To get back into the dev container and poetry environment each subsequent time, open the silnlp folder in VS Code, select the "Reopen in Container" option from the Remote Connection menu (bottom left corner), and use the poetry shell command in the terminal.

Setting Up and Running Experiments

See the wiki for information on setting up and running experiments. The most important pages for getting started are the ones on file structure, model configuration, and running experiments. A lot of the instructions are specific to NMT, but are still helpful starting points for doing other things like alignment.

See this page for information on using the VS code debugger.

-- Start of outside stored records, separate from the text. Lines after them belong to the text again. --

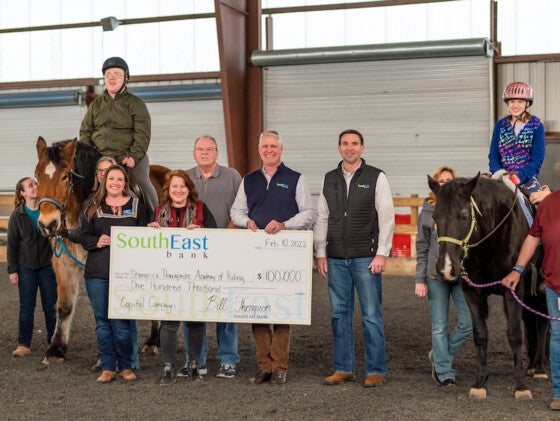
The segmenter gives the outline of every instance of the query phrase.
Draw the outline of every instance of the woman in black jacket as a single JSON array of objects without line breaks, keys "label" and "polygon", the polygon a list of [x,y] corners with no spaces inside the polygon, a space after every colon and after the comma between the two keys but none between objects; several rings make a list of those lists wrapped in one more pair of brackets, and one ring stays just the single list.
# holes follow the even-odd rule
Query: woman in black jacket
[{"label": "woman in black jacket", "polygon": [[47,342],[56,326],[56,277],[51,266],[52,251],[47,238],[39,231],[37,183],[25,177],[16,184],[15,209],[8,223],[8,274],[19,290],[18,346],[14,357],[31,352],[37,290],[45,313]]}]

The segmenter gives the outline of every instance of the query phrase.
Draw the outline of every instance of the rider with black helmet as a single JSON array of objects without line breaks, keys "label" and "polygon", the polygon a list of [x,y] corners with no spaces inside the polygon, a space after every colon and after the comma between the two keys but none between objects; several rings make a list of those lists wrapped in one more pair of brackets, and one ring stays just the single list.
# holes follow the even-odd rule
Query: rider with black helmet
[{"label": "rider with black helmet", "polygon": [[125,60],[108,58],[102,72],[105,92],[90,104],[84,115],[80,140],[130,168],[153,215],[158,196],[150,182],[150,162],[146,154],[151,137],[150,113],[144,101],[127,90],[130,73]]}]

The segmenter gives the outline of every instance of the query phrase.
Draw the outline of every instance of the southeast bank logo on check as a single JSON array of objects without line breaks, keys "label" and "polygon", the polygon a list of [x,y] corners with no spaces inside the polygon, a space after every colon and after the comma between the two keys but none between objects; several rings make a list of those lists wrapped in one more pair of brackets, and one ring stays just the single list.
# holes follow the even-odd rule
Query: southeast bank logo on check
[{"label": "southeast bank logo on check", "polygon": [[158,229],[153,234],[134,235],[131,232],[119,232],[116,236],[115,245],[119,249],[143,249],[143,250],[165,250],[167,257],[189,257],[198,256],[207,259],[209,247],[208,236],[205,233],[197,233],[191,230],[187,234],[166,232]]}]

If you need to use a tool that is supported by SILNLP but is not installable as a Python library (which is probably the case if you get an error like "RuntimeError: eflomal is not installed."), follow the appropriate instructions here.

.NET Machine alignment models

If you need to run the .NET versions of the Machine alignment models, you will need to install .NET Core SDK 8.0. After installing, run dotnet tool restore.